Bondcalc

The bond price equals the sum of present values of all future cash flows discounted at the market yield. For each period t from 1 to n: PV(t) = cash_flow(t) / (1 + y)^t, where y is the periodic yield (annual yield / payment frequency) and n is the total number of periods. The cash flow in the last period includes both the coupon and the face value.

Macaulay duration is the weighted average time (in years) until the investor receives the bond's cash flows, where each weight is the proportion of the bond's price represented by that cash flow's present value. A longer Macaulay duration means more of the bond's value is tied up in distant cash flows, making it more sensitive to interest rate changes.

Modified duration estimates the percentage change in bond price for a 1% (100 basis point) change in yield: %ΔPrice ≈ -ModDuration × ΔYield. For example, a bond with a modified duration of 5 will fall in price by approximately 5% if yields rise by 1%. It is computed as: ModDuration = MacDuration / (1 + periodic yield).

Convexity measures the curvature of the price-yield relationship. Modified duration provides a linear approximation of price changes, but the actual relationship is curved (convex). A higher convexity bond loses less value when yields rise and gains more value when yields fall, relative to a lower convexity bond with the same duration. Convexity improves the accuracy of price change estimates for large yield moves.

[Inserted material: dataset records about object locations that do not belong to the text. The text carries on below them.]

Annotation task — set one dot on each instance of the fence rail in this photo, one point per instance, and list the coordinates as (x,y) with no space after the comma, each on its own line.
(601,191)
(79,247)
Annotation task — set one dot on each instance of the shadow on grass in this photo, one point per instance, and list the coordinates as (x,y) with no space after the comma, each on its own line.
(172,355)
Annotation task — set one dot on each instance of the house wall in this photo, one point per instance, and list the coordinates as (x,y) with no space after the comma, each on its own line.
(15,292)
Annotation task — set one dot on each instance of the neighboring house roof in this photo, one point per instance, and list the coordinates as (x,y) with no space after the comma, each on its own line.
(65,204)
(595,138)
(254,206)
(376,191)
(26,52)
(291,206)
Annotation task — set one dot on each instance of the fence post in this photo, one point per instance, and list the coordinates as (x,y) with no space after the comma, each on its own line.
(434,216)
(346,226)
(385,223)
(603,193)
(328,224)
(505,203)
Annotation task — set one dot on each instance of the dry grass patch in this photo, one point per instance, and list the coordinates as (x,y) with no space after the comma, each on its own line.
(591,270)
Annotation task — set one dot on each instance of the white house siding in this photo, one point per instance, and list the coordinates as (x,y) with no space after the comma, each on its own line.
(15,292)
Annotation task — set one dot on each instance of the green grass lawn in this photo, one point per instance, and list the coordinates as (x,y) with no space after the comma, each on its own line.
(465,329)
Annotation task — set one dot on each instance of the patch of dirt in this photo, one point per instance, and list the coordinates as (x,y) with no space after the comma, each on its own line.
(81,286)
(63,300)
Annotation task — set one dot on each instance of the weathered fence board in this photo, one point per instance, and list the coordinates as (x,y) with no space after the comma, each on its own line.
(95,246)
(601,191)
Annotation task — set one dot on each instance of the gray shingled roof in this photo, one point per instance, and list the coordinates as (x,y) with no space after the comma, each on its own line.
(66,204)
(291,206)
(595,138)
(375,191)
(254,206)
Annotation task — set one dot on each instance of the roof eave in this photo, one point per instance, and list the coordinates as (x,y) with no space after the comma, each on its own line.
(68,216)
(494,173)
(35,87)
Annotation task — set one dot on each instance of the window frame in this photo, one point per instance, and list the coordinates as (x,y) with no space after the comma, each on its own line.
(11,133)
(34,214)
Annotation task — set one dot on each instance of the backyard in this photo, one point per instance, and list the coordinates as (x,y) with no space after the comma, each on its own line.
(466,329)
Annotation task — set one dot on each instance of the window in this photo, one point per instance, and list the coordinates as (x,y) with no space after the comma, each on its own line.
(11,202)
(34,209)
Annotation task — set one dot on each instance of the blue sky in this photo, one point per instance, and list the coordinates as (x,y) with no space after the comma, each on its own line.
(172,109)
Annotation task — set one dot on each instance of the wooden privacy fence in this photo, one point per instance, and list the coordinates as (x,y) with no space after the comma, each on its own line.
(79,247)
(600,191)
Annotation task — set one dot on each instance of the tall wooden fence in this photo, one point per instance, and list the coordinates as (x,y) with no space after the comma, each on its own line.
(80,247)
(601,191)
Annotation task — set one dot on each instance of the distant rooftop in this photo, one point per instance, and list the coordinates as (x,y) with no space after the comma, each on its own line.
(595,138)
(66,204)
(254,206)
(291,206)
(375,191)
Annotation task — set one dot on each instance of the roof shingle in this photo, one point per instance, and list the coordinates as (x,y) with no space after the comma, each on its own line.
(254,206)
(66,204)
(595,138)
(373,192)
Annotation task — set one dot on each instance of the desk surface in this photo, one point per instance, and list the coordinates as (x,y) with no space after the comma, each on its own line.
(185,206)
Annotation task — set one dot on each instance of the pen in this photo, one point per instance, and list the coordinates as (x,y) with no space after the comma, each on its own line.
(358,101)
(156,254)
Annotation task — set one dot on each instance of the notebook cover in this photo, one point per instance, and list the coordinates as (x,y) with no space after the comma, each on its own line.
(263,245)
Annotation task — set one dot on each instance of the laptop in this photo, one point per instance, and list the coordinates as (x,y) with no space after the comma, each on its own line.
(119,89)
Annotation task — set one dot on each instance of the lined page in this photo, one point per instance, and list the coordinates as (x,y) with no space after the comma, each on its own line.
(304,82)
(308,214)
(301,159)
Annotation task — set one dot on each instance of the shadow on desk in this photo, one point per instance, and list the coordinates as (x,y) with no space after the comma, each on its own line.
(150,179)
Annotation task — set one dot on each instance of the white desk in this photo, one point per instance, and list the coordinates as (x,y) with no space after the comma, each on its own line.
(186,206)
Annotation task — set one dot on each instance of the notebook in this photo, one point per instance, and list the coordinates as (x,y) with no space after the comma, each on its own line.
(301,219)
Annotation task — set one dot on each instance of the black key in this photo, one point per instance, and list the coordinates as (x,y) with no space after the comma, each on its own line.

A bond trades at a premium (price > face value) when its coupon rate exceeds the market yield, because investors are paying extra for above-market income. It trades at a discount (price < face value) when the coupon rate is below market yield. It trades at par (price = face value) when the coupon rate equals the market yield.

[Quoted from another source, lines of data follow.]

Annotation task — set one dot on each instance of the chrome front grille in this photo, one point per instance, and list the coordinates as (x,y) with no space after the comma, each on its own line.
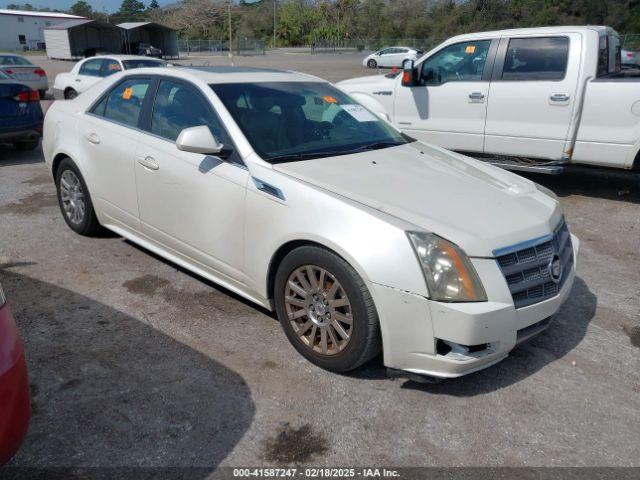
(530,270)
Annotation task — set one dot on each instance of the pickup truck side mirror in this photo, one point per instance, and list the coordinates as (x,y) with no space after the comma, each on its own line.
(409,73)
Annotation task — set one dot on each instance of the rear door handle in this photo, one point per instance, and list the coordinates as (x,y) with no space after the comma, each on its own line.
(93,138)
(148,162)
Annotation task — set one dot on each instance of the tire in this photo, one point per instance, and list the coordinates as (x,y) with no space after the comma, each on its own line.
(331,350)
(26,146)
(81,220)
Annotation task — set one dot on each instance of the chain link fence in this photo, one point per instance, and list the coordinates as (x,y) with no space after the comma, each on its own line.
(211,48)
(328,45)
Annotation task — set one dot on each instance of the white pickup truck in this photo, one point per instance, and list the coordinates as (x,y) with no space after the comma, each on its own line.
(527,99)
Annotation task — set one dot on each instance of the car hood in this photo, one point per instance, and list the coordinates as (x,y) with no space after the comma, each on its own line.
(477,206)
(368,80)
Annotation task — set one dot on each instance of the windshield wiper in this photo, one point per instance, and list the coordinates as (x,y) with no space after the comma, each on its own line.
(311,155)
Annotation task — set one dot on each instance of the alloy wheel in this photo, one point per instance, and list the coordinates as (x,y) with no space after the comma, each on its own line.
(319,310)
(72,197)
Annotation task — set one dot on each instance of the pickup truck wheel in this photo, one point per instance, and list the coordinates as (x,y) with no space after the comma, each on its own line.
(326,309)
(70,94)
(74,200)
(26,146)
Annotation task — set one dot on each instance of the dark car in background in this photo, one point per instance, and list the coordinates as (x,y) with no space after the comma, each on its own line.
(14,386)
(20,114)
(148,50)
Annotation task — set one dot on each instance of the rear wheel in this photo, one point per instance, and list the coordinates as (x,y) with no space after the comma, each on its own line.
(326,310)
(70,94)
(26,146)
(75,202)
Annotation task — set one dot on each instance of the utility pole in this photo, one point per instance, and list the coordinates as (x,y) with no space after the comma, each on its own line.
(230,39)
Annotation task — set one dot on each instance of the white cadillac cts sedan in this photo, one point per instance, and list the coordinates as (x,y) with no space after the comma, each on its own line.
(283,189)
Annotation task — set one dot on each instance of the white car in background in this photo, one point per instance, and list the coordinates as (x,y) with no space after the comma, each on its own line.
(630,59)
(90,71)
(25,72)
(391,57)
(361,239)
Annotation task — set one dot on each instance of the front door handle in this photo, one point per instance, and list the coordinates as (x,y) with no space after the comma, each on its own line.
(93,138)
(148,162)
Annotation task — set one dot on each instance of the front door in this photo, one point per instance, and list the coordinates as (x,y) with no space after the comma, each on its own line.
(449,106)
(191,203)
(108,135)
(532,96)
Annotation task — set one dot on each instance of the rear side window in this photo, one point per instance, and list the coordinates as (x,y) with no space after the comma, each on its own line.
(179,106)
(91,68)
(536,59)
(124,103)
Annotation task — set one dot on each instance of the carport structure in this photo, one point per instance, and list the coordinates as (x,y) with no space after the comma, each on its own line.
(159,36)
(73,39)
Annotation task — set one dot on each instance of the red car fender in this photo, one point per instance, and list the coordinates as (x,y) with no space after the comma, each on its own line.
(14,388)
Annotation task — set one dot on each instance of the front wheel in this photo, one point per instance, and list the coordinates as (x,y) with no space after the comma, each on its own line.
(326,309)
(75,202)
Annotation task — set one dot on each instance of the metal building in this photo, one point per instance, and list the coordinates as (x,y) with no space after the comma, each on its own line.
(76,39)
(24,30)
(157,35)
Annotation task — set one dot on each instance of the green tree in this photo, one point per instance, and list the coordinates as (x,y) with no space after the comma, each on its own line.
(82,9)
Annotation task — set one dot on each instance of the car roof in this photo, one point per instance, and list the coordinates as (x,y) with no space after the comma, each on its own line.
(125,57)
(532,31)
(229,74)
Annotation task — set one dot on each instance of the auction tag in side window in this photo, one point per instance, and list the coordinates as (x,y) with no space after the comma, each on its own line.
(359,113)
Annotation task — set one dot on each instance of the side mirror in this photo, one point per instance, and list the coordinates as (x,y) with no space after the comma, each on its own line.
(200,140)
(409,73)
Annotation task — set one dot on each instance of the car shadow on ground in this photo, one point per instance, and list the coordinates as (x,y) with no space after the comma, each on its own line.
(109,390)
(566,331)
(9,156)
(623,186)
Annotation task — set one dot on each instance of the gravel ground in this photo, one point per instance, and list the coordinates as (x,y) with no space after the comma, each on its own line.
(135,362)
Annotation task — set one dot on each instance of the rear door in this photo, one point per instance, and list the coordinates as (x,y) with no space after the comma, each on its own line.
(532,95)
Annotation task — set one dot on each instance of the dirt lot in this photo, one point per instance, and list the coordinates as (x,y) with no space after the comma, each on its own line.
(135,362)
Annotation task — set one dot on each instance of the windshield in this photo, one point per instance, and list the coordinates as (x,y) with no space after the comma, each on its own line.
(288,121)
(129,64)
(14,60)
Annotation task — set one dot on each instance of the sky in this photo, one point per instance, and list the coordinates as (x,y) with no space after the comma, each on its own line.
(99,5)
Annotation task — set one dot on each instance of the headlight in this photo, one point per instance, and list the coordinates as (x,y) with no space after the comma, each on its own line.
(546,191)
(449,274)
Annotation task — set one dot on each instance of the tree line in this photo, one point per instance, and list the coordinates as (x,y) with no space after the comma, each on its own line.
(301,22)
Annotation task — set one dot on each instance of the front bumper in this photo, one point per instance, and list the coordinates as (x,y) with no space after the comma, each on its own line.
(431,338)
(14,388)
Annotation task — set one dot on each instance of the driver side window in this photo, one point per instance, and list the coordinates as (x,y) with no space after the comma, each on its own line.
(461,62)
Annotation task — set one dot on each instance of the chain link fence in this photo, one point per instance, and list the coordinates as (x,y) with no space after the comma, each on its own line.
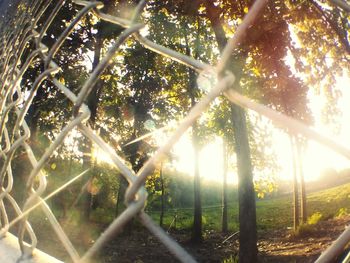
(19,31)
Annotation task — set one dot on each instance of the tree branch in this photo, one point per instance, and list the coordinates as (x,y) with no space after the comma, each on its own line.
(338,31)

Macaulay duration is a time measure (in years) representing when, on average, you receive the bond's cash flows. Modified duration is a price sensitivity measure (unit: % per 1% yield change). Modified duration = Macaulay duration / (1 + y/m), where y is the annual yield and m is the payment frequency. For a 1x/year bond, they are related by simply dividing by (1 + y).

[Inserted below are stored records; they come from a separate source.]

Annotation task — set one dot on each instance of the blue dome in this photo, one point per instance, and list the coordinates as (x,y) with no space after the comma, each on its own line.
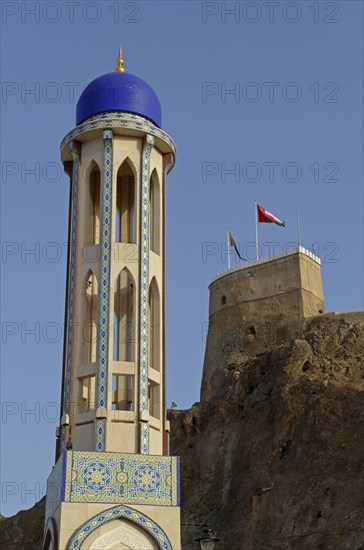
(119,92)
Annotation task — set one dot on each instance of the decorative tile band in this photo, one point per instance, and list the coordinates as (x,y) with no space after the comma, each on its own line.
(74,150)
(104,297)
(119,119)
(144,292)
(120,512)
(113,478)
(121,478)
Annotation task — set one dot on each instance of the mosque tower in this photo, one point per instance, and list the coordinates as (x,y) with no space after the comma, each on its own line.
(114,484)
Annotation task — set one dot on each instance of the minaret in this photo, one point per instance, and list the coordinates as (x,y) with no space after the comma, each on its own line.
(114,484)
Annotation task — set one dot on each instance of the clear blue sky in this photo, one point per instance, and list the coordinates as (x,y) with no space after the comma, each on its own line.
(297,73)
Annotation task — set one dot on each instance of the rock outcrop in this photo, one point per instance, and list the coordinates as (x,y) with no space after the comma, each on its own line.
(275,460)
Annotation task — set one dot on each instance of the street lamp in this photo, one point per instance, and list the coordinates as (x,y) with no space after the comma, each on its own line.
(207,540)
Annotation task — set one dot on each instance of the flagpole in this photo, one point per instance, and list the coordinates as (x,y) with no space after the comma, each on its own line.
(298,229)
(256,230)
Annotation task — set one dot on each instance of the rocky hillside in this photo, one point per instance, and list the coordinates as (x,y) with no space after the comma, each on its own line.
(275,461)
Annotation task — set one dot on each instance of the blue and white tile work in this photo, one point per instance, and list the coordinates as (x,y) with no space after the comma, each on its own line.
(103,336)
(74,150)
(120,512)
(144,292)
(116,478)
(117,119)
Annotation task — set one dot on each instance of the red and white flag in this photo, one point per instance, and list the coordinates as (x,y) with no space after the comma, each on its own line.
(266,217)
(233,243)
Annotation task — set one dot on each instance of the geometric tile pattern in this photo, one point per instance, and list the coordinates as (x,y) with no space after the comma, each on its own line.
(113,478)
(117,512)
(144,292)
(104,295)
(121,120)
(121,478)
(74,150)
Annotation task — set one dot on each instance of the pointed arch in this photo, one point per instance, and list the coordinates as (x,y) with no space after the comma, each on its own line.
(154,213)
(94,220)
(123,512)
(125,203)
(154,325)
(89,332)
(122,535)
(124,317)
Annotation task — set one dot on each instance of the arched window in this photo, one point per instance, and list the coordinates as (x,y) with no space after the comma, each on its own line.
(89,332)
(94,211)
(125,204)
(154,213)
(124,326)
(154,326)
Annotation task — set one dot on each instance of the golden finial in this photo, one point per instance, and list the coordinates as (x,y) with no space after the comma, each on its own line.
(120,68)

More frequent coupon payments (quarterly vs. annual) generally reduce duration slightly, because investors receive cash flows sooner. They also change the periodic compounding rate, which affects the discounted price. The calculator adjusts all formulas for the selected payment frequency: annual yield is divided by frequency to get the periodic rate.

Yes. Set the coupon rate to 0 and the tool will correctly calculate the zero-coupon bond price as: Price = Face Value / (1 + yield)^maturity. The Macaulay duration of a zero-coupon bond equals its maturity, because the only cash flow occurs at maturity. Modified duration will be slightly less than maturity.